Shanghai (Gasgoo)- At the World Economic Forum Annual Meeting 2018, Liu He, Vice Chairman of the National Development and Reform Commission (NDRC), showed that China has reduced the import tariff on 187 products in the past 2017 to expand the country’s import business. In the future, the government will strengthen the operation of the tariff reduction and lower the auto import tariff in an arranged way.
Since China joined the WTO, the country had cut the auto import tariff for four times from 2001 to 2004, under the trend of Chinese local automakers intensifying their layouts in overseas markets. During this period, China slashed the tax on imported vehicle with engines of above 3.0L from 100% to 37.6% and of below 3.0L from 80% to 34.2%.
On July 1st, 2006, China’s ninth adjustment kept the import tariff on vehicle stabilized at 25%. Meanwhile, the tax on imported auto parts also decreased to 10%.
During Trump’s visit to Beijing in November last year, the two countries reached consensus in several aspects which conveys that China will gradually reduce tariffs on auto import. There is information saying that the auto tariff may be lowered to around 15%.
The tariff cut on imported vehicles will be a good news for those who want to buy imported vehicles.
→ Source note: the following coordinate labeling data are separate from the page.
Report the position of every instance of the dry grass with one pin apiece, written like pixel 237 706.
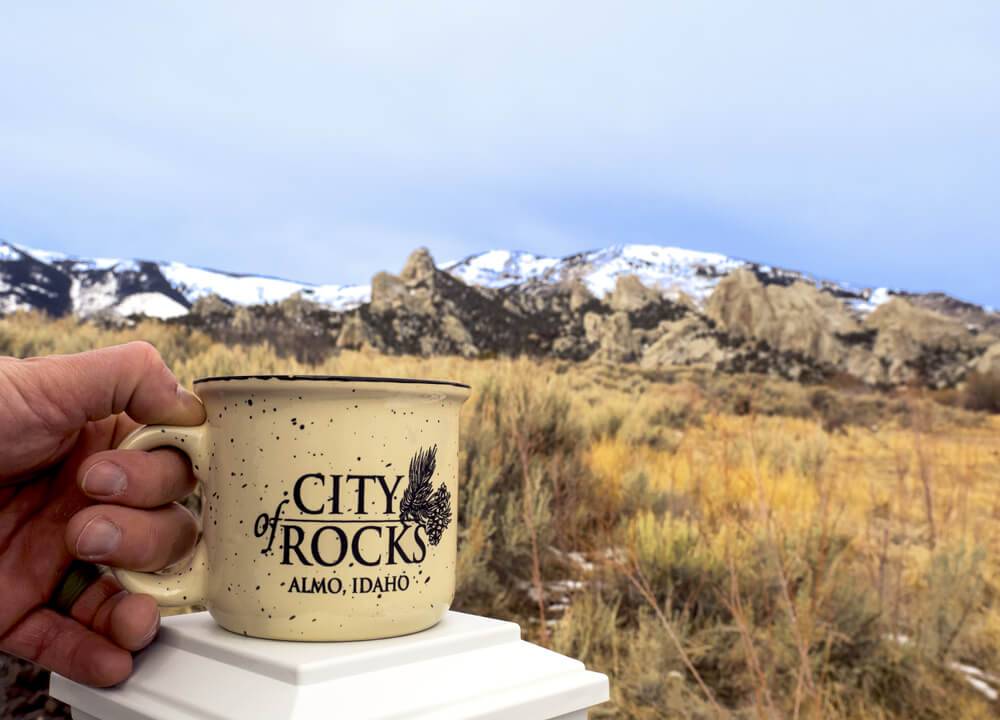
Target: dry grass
pixel 720 546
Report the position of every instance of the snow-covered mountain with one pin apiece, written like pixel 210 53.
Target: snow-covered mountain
pixel 675 271
pixel 58 283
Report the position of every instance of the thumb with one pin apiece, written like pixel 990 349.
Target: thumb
pixel 74 389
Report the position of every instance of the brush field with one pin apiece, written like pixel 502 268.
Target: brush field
pixel 721 546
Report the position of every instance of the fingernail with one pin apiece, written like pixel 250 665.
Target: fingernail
pixel 186 396
pixel 148 637
pixel 99 538
pixel 104 478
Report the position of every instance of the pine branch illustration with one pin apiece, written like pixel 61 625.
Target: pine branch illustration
pixel 439 515
pixel 419 488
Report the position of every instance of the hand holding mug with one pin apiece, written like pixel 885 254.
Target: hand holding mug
pixel 66 491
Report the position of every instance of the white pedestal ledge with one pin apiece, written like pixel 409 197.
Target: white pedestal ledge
pixel 466 667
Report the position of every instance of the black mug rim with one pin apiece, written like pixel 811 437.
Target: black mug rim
pixel 332 378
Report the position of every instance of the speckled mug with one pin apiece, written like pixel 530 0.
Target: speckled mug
pixel 328 505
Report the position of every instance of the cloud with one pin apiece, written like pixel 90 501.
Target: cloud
pixel 847 139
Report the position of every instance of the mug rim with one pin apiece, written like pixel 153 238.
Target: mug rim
pixel 331 378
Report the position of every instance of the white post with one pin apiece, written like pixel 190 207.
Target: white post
pixel 466 667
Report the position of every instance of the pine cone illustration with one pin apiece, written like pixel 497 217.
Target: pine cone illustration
pixel 421 503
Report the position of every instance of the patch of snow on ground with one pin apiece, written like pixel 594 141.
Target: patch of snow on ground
pixel 155 305
pixel 45 256
pixel 666 268
pixel 339 297
pixel 195 283
pixel 979 680
pixel 90 298
pixel 9 253
pixel 500 268
pixel 878 296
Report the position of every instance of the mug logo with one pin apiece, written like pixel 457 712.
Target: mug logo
pixel 354 520
pixel 421 503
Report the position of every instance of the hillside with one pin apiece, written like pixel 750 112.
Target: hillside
pixel 658 307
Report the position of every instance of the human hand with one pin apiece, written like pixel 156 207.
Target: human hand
pixel 65 491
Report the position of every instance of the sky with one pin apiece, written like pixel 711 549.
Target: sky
pixel 323 141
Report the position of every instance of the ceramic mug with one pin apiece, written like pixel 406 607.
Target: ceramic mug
pixel 328 505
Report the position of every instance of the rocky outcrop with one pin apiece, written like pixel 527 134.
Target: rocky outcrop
pixel 753 322
pixel 796 317
pixel 989 362
pixel 916 345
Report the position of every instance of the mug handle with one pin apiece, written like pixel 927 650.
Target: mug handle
pixel 187 585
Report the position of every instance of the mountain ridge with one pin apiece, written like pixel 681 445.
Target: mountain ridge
pixel 658 306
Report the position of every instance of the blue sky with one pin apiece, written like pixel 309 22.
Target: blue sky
pixel 323 141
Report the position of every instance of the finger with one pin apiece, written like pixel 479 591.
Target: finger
pixel 63 645
pixel 94 385
pixel 130 621
pixel 134 539
pixel 136 478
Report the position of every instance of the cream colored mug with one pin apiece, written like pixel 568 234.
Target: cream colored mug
pixel 328 505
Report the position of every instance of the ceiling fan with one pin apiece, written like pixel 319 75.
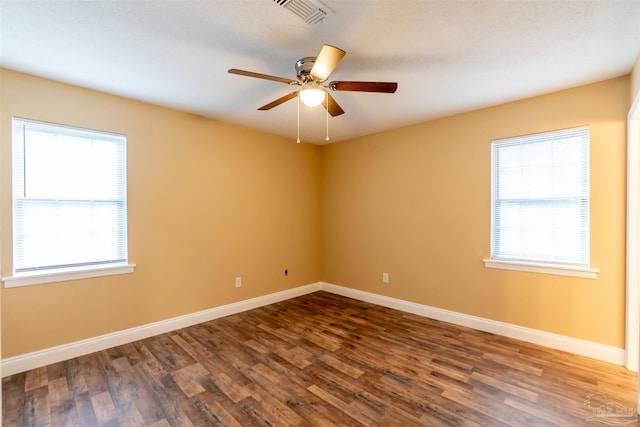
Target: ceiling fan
pixel 312 72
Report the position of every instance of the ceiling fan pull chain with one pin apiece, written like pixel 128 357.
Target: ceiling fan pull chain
pixel 298 141
pixel 326 100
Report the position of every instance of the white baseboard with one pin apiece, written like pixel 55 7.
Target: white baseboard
pixel 36 359
pixel 559 342
pixel 25 362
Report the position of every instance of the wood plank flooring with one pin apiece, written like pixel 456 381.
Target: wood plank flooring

The consumers will pay less money on car-purchasing. For instance, if the tariff is reduced from 25% to 15%, people will save around RMB 40,000 to 50,000 when they purchase an imported vehicle pricing at RMB 700,000 to 800,000.
In addition, the multinational automakers who have businesses in China and the domestic imported vehicle dealers will also be benefited from it. The tariff reduction will improve the competitiveness of imported vehicles in price, thus helping increase total auto import volume in China. According to relevant statistics, the imports of vehicles surged from around 70,000 units in 2001 to over 1,078,000 units in 2016.
Some analysts think that the price reduction of imported vehicles may result in a series of price cuts on JV vehicles and self-owned brands. However, imported vehicles occupy quite small shares (around 4%) in overall auto market and JV vehicles and self-owned brands have an increasingly higher cost-performance value, thus the effect caused by tariff reduction may be relatively small.
Wu Songquan, Chief Expert of China Automotive Technology & Research Center (CATARC), stated that the tariff on imported vehicles should not be too low. If the tax is decreased to a very low level, those global automakers might shift their highlights to export business instead of focusing on production with their JVs in China.